S’agissant de la Civis, la chambre formule huit recommandations dont deux relèvent de la régularité.
Le territoire de la Civis est un des plus contrastés de l’île de La Réunion en termes de géographie, de densité et de disparité de revenus et l’un des moins favorisés sur le plan social et en matière de ressources fiscales. Les problématiques d’emplois, de transports ou d’accès aux services publics sont complexes notamment dans les « hauts ».
Créée en 2002, cette communauté exerce des compétences variées et peu mutualisées.
Depuis 2016, la Civis s’est employée à redresser ses comptes, moyennant un effort porté sur l’augmentation des recettes de fonctionnement, mais surtout sur la maîtrise des charges de fonctionnement externalisées.

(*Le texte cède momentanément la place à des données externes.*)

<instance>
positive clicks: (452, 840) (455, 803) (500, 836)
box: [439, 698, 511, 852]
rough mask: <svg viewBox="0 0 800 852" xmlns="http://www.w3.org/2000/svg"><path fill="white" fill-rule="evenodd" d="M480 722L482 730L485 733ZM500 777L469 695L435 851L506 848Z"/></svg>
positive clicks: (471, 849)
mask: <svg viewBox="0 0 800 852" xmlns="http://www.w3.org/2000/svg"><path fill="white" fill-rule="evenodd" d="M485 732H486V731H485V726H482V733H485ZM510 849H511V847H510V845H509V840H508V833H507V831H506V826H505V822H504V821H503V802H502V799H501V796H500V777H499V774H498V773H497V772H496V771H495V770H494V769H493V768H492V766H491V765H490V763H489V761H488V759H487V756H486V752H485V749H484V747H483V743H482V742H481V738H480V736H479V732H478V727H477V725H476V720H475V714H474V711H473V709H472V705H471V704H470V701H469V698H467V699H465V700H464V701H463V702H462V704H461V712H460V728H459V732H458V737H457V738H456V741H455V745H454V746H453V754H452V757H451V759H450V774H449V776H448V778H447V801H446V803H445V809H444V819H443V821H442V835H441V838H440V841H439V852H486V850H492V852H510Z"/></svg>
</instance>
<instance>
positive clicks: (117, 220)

Néanmoins, la situation financière de cet établissement public de coopération intercommunale (EPCI) demeure fragile. Avec une pression fiscale la plus élevée des cinq EPCI de La Réunion (les recettes fiscales représentent près des ¾ des produits), les marges de manœuvre sont réduites sur les recettes de fonctionnement. Les charges de gestion externes reposent à 80 % sur des contrats de prestations de service dans les secteurs des transports et du service public de prévention et de gestion des déchets, les arbitrages reposant principalement sur le niveau de service défini dans les contrats publics. La masse salariale, évaluée à 173 € par habitant, soit 90 % au-dessus de la moyenne des autres intercommunalités de l’île, contenue dans sa progression, représente le deuxième poste de dépenses. Avec un effectif conséquent de plus de 1 000 agents répartis dans des services largement gérés en régie, dépendants dans une large mesure de la politique des emplois aidés, le pilotage des ressources humaines, caractérisé par un faible niveau de contrôle, est exposé à des risques de dysfonctionnement. Plusieurs exemples témoignent de l’existence de marges d’optimisation. Il est donc souhaitable de confronter le volume des effectifs à la réalité des besoins. La chambre considère ainsi que le recours aux emplois aidés est abondant.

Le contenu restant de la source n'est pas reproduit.